The Luminaries
By Eleanor Catton
Published by Victoria University, 2013 (Little, Brown in North America)
A startlingly well-received work of balmy tripe, The Luminaries is the sort of book that seems destined to exist so that people who want to claim there’s no difference between literary fiction and decently written YA will have an example of dumb literary fiction to point to. It’s long but rarely tedious, yet it’s pretentious, and dumber than a golden retriever, which it also resembles in the way it implores you for attention, constantly nuzzling your crotch every couple of pages, imploring you to acknowledge how hard it's worked for your attention. After spending 300 pages introducing all of the characters and their various interlocking mysteries in a literal drawing room as they explain themselves to a complete stranger who will later turn out to be an excellent crime solving lawyer prone to genius cross-examinations (luckily, at the exact moment when such a character is required), the book cruises its way towards a giant courtroom scene so that our hero—who, like all the white male characters in the book, is about as human as a drawing of meat, and can only be picked out of a line-up because he has a different name from the other drawings—can whip the town into a frenzy of forgiveness for the by-then-revealed-to-be-star-crossed-lovers, which is followed up by a tedious flashback that takes up the final third of the book.
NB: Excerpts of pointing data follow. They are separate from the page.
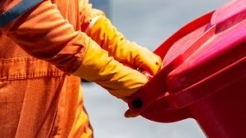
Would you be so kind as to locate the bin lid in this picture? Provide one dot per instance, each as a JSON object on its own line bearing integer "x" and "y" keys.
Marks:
{"x": 196, "y": 51}
{"x": 209, "y": 48}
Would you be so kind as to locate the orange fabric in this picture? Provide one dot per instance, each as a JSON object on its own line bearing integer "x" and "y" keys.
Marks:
{"x": 37, "y": 99}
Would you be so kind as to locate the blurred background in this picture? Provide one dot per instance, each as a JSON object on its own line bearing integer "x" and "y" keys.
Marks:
{"x": 149, "y": 23}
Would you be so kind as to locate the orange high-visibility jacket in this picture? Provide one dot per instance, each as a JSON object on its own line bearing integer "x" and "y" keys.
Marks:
{"x": 38, "y": 100}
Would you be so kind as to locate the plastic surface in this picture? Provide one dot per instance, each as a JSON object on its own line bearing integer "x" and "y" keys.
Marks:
{"x": 203, "y": 75}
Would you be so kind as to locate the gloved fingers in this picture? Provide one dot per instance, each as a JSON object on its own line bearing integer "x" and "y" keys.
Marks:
{"x": 131, "y": 114}
{"x": 148, "y": 61}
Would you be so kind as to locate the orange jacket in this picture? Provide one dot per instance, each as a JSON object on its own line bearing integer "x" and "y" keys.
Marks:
{"x": 38, "y": 99}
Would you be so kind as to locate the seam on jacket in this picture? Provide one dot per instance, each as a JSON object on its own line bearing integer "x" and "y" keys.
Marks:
{"x": 16, "y": 11}
{"x": 26, "y": 68}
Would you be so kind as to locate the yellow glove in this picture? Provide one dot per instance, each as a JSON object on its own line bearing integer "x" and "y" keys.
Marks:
{"x": 129, "y": 53}
{"x": 121, "y": 81}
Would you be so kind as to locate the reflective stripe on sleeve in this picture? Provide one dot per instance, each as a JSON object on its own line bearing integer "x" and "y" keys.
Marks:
{"x": 16, "y": 11}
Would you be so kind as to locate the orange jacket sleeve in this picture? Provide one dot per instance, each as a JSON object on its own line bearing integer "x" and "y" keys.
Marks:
{"x": 43, "y": 33}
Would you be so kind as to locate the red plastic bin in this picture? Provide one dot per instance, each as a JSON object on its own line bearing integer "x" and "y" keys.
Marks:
{"x": 203, "y": 75}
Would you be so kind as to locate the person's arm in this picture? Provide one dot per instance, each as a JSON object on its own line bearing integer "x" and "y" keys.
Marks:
{"x": 43, "y": 33}
{"x": 101, "y": 30}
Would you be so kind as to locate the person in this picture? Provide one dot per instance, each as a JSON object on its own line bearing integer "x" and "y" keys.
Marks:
{"x": 46, "y": 47}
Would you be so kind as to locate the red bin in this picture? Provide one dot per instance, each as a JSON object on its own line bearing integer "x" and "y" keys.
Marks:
{"x": 203, "y": 75}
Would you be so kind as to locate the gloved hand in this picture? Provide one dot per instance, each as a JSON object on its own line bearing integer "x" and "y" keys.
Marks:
{"x": 129, "y": 53}
{"x": 121, "y": 81}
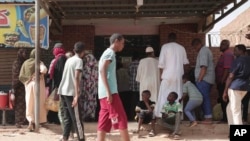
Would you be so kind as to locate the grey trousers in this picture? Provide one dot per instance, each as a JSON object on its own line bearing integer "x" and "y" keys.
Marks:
{"x": 71, "y": 117}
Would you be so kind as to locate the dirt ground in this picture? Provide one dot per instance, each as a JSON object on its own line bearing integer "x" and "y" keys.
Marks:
{"x": 52, "y": 132}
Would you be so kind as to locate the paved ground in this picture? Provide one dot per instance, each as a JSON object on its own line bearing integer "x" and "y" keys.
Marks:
{"x": 51, "y": 132}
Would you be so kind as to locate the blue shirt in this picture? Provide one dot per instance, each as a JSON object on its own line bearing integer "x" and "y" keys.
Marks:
{"x": 241, "y": 70}
{"x": 108, "y": 54}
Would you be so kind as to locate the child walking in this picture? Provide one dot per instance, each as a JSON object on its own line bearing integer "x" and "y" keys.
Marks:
{"x": 145, "y": 114}
{"x": 195, "y": 99}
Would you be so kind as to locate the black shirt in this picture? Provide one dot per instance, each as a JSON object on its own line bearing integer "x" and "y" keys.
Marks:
{"x": 241, "y": 70}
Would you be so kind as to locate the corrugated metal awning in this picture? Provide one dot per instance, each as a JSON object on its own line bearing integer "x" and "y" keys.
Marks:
{"x": 18, "y": 1}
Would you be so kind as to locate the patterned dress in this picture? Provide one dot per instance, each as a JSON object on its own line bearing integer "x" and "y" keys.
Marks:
{"x": 19, "y": 89}
{"x": 88, "y": 102}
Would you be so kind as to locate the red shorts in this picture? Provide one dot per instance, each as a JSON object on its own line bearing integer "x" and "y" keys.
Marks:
{"x": 108, "y": 110}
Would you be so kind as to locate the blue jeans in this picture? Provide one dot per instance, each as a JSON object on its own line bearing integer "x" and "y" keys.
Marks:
{"x": 190, "y": 107}
{"x": 205, "y": 89}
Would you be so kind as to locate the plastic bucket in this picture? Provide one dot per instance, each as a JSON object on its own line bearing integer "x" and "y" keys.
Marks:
{"x": 4, "y": 100}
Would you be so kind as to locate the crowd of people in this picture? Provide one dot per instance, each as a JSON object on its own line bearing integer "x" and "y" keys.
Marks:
{"x": 150, "y": 90}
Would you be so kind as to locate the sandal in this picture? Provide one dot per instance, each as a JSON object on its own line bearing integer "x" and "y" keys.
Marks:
{"x": 176, "y": 137}
{"x": 18, "y": 125}
{"x": 151, "y": 133}
{"x": 31, "y": 127}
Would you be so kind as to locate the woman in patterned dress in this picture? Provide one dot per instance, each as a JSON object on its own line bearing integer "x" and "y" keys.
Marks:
{"x": 88, "y": 97}
{"x": 18, "y": 88}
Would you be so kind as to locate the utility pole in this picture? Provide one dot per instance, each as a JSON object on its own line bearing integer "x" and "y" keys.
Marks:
{"x": 37, "y": 65}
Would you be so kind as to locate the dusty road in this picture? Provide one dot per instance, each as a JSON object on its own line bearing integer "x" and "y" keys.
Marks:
{"x": 51, "y": 132}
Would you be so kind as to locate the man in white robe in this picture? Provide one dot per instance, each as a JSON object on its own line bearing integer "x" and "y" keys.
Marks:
{"x": 148, "y": 74}
{"x": 172, "y": 59}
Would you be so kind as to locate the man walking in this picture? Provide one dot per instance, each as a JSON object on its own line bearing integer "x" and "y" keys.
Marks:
{"x": 204, "y": 76}
{"x": 133, "y": 84}
{"x": 237, "y": 84}
{"x": 70, "y": 91}
{"x": 222, "y": 71}
{"x": 112, "y": 112}
{"x": 171, "y": 61}
{"x": 148, "y": 74}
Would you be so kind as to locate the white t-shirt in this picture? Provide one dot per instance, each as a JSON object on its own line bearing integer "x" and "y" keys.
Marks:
{"x": 66, "y": 87}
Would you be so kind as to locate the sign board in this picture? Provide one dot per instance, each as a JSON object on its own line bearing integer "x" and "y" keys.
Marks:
{"x": 17, "y": 26}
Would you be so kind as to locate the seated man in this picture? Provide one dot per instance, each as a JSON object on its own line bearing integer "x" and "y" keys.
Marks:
{"x": 145, "y": 114}
{"x": 171, "y": 115}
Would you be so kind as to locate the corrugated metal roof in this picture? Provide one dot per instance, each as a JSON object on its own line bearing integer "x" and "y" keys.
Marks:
{"x": 18, "y": 1}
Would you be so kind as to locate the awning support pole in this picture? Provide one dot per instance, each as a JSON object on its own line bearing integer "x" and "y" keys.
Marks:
{"x": 37, "y": 65}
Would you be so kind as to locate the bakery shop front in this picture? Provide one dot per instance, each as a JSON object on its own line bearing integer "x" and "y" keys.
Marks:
{"x": 17, "y": 29}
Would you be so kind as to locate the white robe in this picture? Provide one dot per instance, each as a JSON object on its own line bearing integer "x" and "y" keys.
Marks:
{"x": 148, "y": 75}
{"x": 172, "y": 59}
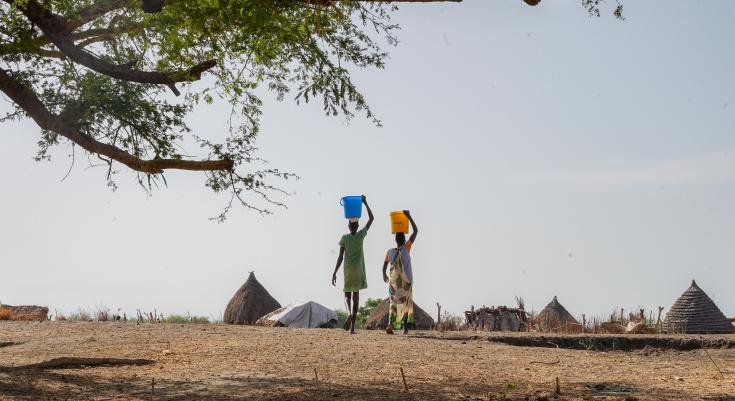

Said flashback unpacks every nook and cranny of the book’s “mystery”, no matter that the mystery had been completely unraveled during the courtroom scene, and mainly serves to institute new, even more juvenile coincidences, like revealing that the star-crossed-lovers share the same birthday, or that one time one of the two chinese guys walked into the sheriff’s office and asked him for a nickel and got a sock full of quarters instead. Did I mention that one of the star-crossed lovers is a whore with a heart of gold? Or that she actually wears clothes filled with secret treasure, like some kind of living fairy tale character? I had hoped I made myself successfully forget that. This is a book for children, but they won't like it as much as they would James Marshall.